If you plan to sell house, move into another and then renovate, this is what your life will be like for about 8 months to a year: If you're lucky.

1) Look for houses. Arrange viewings. Spend every evening of every week day looking at houses.

2) Find one. Immediately panic. What if someone else loves it as much as we do? Or what if I only love it, the Brit hates it and we fight over this house?

3) Put in offer. (Is it accepted, are we going to banter over this? Who else has offered, AHMAHGAD, the pyschological torture)

4) Offer accepted! Hang our house sold? (Yes it is, continue. No it isn't start from the top.)

5) Sell existing house (Clean house thoroughly - or like us, fire the cleaner for stealing, then clean your house - Review any offers, who do we accept, can we do better, will we do better?)

6) Accept offer. Quickly get a gas and energy assessment, realise it's mandatory and should've got it before sale.

7) Mortgage paperwork. Single-handedly cut down the forests of Borneo when you submit your life to the bank.

8) Get denied. Because you're still on a visa. They think i'm a flight risk even though I'm married and with a job.

9) Go to new bank. Wait for approval [we are right HERE in the process.]

10) Organise house inspection/assessment (for things like damp, termite catacombs in the floorboards, that sort of thing)

11) Organise valuation assessment for both properties (our old and new one)
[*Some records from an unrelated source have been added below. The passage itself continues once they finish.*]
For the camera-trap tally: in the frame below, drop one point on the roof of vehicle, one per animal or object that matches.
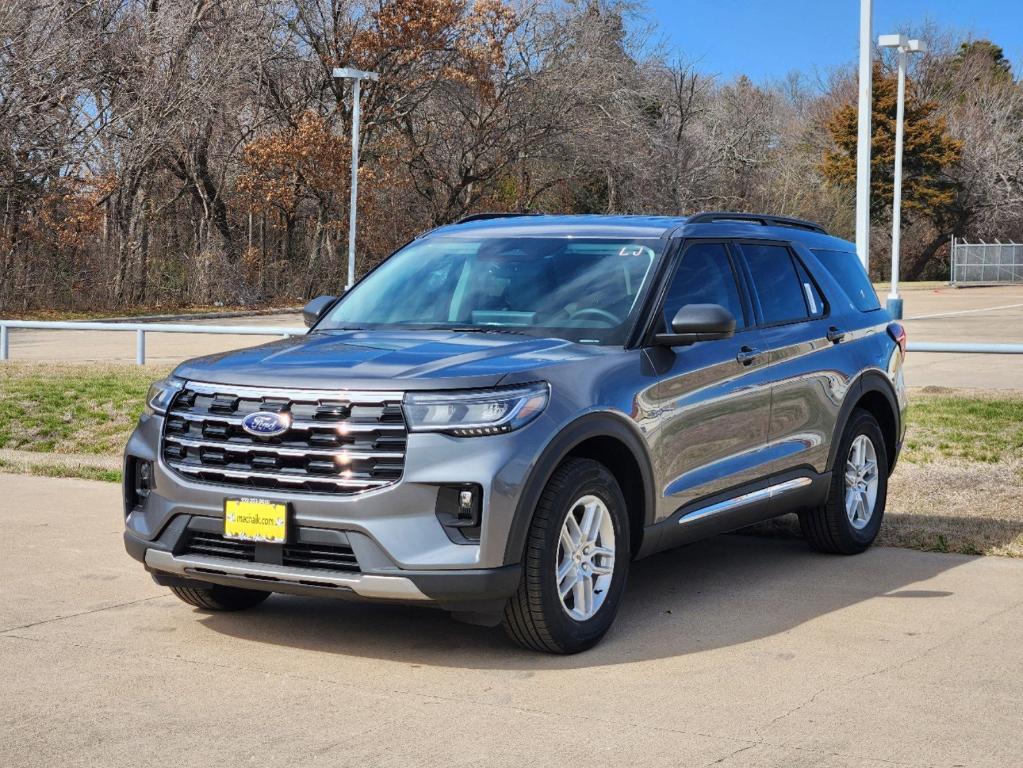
(718, 224)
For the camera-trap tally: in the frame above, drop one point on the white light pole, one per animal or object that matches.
(904, 47)
(356, 76)
(863, 135)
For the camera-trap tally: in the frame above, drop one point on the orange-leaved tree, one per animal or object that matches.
(930, 192)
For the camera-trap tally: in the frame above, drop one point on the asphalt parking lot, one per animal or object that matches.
(945, 314)
(737, 651)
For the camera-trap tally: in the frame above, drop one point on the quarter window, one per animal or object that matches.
(849, 273)
(704, 276)
(777, 284)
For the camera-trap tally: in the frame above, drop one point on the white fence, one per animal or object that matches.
(140, 329)
(986, 262)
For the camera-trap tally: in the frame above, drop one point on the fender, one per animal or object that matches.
(595, 424)
(870, 380)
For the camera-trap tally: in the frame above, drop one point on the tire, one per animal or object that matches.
(831, 527)
(536, 617)
(218, 597)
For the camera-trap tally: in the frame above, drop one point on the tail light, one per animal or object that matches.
(897, 332)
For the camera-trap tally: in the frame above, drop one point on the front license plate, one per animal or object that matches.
(254, 520)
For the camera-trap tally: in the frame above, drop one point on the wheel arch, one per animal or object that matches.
(875, 394)
(604, 437)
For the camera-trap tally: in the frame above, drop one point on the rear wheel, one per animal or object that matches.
(577, 557)
(219, 597)
(849, 521)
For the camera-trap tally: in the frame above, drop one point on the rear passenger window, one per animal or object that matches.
(777, 283)
(705, 276)
(848, 272)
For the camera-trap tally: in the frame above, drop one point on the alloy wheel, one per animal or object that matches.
(860, 482)
(585, 557)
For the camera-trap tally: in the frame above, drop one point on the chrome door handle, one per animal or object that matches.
(835, 335)
(747, 355)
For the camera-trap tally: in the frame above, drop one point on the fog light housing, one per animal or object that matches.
(139, 482)
(459, 509)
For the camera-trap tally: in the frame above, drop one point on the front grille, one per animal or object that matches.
(339, 442)
(318, 556)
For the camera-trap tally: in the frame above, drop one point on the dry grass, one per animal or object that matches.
(71, 408)
(958, 488)
(959, 484)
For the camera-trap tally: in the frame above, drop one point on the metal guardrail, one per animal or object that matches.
(140, 329)
(966, 349)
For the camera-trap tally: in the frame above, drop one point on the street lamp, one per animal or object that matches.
(904, 48)
(863, 134)
(356, 76)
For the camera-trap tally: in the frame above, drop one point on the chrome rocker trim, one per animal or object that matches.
(379, 587)
(747, 498)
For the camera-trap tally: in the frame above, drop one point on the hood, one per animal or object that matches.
(379, 359)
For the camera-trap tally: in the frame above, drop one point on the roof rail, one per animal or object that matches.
(493, 215)
(766, 220)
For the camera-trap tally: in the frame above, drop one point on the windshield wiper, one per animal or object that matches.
(477, 329)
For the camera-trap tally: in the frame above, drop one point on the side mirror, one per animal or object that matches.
(698, 322)
(316, 308)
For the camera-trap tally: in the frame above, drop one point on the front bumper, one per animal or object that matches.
(403, 551)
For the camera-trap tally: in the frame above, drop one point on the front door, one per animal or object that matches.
(714, 397)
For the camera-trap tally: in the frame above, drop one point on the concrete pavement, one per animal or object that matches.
(988, 314)
(738, 651)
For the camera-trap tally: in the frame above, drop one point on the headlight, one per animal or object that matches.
(476, 412)
(158, 400)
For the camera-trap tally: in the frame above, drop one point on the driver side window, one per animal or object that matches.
(704, 276)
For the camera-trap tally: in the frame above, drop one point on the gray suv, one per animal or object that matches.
(504, 413)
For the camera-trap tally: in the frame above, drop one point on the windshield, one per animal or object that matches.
(581, 289)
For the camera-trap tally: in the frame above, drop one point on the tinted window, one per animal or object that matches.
(777, 283)
(848, 273)
(704, 276)
(814, 301)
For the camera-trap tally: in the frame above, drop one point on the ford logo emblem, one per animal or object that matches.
(266, 424)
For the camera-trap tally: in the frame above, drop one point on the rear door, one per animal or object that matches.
(713, 400)
(800, 355)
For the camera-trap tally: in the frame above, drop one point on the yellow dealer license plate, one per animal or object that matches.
(254, 520)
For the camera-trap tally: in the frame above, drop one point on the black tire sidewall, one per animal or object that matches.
(586, 478)
(861, 422)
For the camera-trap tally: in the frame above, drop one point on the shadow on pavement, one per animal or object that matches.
(721, 592)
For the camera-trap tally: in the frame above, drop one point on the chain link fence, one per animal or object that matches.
(976, 263)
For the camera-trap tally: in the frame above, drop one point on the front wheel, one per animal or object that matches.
(850, 518)
(576, 561)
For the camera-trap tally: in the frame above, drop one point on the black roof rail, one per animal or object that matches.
(493, 215)
(765, 219)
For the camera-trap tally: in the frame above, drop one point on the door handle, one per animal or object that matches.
(747, 355)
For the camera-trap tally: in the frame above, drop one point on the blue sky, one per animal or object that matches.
(768, 39)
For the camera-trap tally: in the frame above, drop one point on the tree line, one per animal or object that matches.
(170, 152)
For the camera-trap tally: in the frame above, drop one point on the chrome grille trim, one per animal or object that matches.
(250, 448)
(299, 423)
(281, 477)
(339, 442)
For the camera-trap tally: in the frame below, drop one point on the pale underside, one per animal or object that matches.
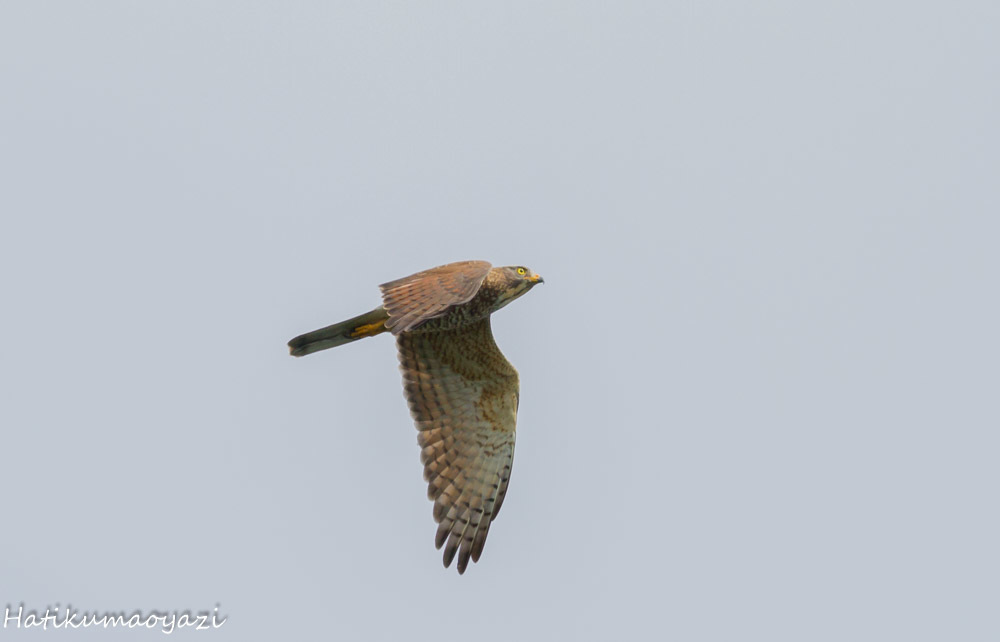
(463, 396)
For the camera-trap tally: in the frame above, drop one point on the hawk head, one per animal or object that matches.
(514, 280)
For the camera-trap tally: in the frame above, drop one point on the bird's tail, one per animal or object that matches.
(366, 325)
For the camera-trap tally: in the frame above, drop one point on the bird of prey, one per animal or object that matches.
(462, 392)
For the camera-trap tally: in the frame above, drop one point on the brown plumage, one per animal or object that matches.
(462, 392)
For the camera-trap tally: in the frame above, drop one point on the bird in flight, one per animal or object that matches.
(461, 390)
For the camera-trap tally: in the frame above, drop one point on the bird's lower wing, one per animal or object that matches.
(463, 396)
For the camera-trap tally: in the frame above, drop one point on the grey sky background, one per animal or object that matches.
(759, 387)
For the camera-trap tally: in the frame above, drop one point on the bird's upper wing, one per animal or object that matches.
(463, 396)
(425, 295)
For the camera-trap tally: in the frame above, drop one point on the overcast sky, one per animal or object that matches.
(759, 388)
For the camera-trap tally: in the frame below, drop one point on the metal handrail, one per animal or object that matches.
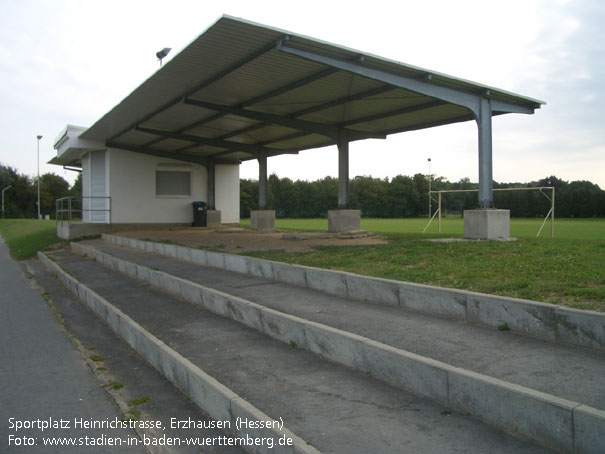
(66, 208)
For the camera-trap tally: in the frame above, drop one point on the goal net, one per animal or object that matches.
(438, 197)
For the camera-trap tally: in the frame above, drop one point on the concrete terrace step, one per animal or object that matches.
(565, 371)
(335, 409)
(504, 353)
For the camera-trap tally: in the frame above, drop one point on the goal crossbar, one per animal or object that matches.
(542, 189)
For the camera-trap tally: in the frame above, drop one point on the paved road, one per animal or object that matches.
(43, 376)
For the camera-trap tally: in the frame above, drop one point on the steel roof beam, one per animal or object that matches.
(333, 103)
(424, 87)
(247, 148)
(162, 154)
(331, 131)
(392, 113)
(316, 128)
(278, 91)
(219, 143)
(247, 59)
(343, 100)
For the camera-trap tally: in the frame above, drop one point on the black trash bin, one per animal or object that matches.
(199, 214)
12) Find an architect [we've also done this]

13) Get him to new house to draw up plans and make us a pretty drawing

14) When he's done drawing up what our new house will look like, submit these plans to the council for approval

15) And submit structural engineering plan in, because one part of the house extension involves a giant steel beam.

16) Exchange, arrange time to move in. [Hoping this will be next month sometime.]

16) Once plans are submitted and approved [Two, three months since moving in], find a builder

17) Negotiate three things with builder. Quality of work, how we will pay, and most importantly, how long it will take. Builders aren't known for sticking to times like German train schedules.

18) Endure three months or so of building, throughout English Winter.
Try not to think about things like big, wide, gaping holes in the wall, tarps blowing in the wind and endless drizzle, while builders turn up late or not at all.
Or the dust on every surface in every room of the house.
And the makeshift kitchen while a new one is made.

Yeah. So that's where I am at. I'm in the process of extreme mental preparation. I knew we were going to grow up this year, but I didn't realise it would feel so swift or quick.

This little project is definitely more than just 'moving house.'

Excited and scared.

* There are two 'summer bank holidays.' One in June, one in August. Summer supposedly falls in between. This year, by some miracle, it actually fucking did.